The board then voted 6-0 to adopt the district’s general operating budget (Fund 199), debt service budget (Fund 599) and cafeteria budget (Fund 240) for fiscal year 2026. Miss Moraz, a district staff member who presented the budget, said the district is again presenting a balanced budget across those funds and that a significant portion of the change reflected recent state-mandated pay increases.
“Nothing to add since we had our budget workshop. I went over the larger items, and then, of course, a significant amount of this is wrapped up in the raises. And the bottom number hasn't changed. We're presenting a balanced budget again this year in all 3 funds,” Miss Moraz said.
After the budget vote, the board moved to adopt an ordinance or resolution setting the district’s tax rate.
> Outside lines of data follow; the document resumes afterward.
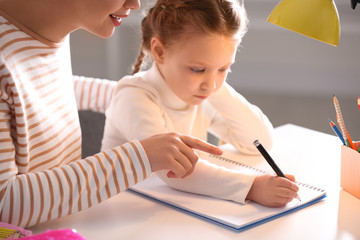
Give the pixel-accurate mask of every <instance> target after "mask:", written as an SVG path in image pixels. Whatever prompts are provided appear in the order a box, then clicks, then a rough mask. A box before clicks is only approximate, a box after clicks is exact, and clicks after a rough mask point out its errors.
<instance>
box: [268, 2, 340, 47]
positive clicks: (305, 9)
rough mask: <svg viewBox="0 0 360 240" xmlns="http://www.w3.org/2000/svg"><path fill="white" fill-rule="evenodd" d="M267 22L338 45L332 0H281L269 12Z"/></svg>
mask: <svg viewBox="0 0 360 240" xmlns="http://www.w3.org/2000/svg"><path fill="white" fill-rule="evenodd" d="M268 22H270V23H273V24H276V25H279V26H281V27H284V28H286V29H289V30H292V31H295V32H297V33H300V34H303V35H305V36H308V37H311V38H314V39H317V40H319V41H322V42H325V43H328V44H331V45H334V46H338V45H339V40H340V21H339V15H338V12H337V9H336V6H335V3H334V2H333V0H282V1H281V2H280V3H279V4H278V5H277V6H276V7H275V8H274V9H273V11H272V12H271V14H270V16H269V17H268Z"/></svg>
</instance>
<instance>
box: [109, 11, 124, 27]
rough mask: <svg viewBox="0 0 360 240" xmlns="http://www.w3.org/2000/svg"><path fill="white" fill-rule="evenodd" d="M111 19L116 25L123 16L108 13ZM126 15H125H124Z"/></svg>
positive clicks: (119, 20) (115, 24)
mask: <svg viewBox="0 0 360 240" xmlns="http://www.w3.org/2000/svg"><path fill="white" fill-rule="evenodd" d="M110 17H111V20H112V21H113V23H114V25H115V26H116V27H117V26H119V25H120V24H121V21H122V18H123V16H119V15H115V14H110ZM125 17H126V16H125Z"/></svg>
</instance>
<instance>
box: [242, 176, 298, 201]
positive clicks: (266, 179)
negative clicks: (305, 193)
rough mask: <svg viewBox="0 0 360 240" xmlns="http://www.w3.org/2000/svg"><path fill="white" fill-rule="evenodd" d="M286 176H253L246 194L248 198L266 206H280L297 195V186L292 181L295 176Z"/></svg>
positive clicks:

A trustee read the proposed tax rates as 0.7122 for maintenance and operations and 0.31 for debt service. The board member said, “This tax rate will raise less taxes for maintenance and operations less than last year's tax rate. The tax rate will effectively be decreased by 6.96% and will raise taxes for maintenance and operations on a $100,000 home by approximately $0.00.”
Another trustee added a clarification: “As I said in the during the budget workshop, our tax rate our total tax rate is not going up. This is not a tax increase. We did have to go up a few pennies on our INS, but that's offset compression. And, our community should still see a should a tax benefit with the extra $40,000 on the homestead exemption.” That motion also passed on a 6-0 vote.
Trustees then discussed the calendar for September. The board agreed to hold a special one-item meeting at 6 p.m. Sept. 8 focused on the field house budget and to hold the district’s regular September meeting at 6 p.m. on Sept. 15. The board described the Sept. 8 meeting as a brief approval meeting to allow work to begin on the field house project.
The meeting concluded with the board noting the votes were unanimous and adjourning.
Notes on scope and limits: the board discussed the tax-rate figures and effects in the meeting transcript; the district characterized the total tax rate as not increasing and said the homestead exemption increase would offset some taxpayer burden. The transcript did not provide individual trustee names beyond informal labels or detail exact dollar changes to property tax bills beyond the statement that a $100,000 home would see approximately $0.00 change for maintenance and operations.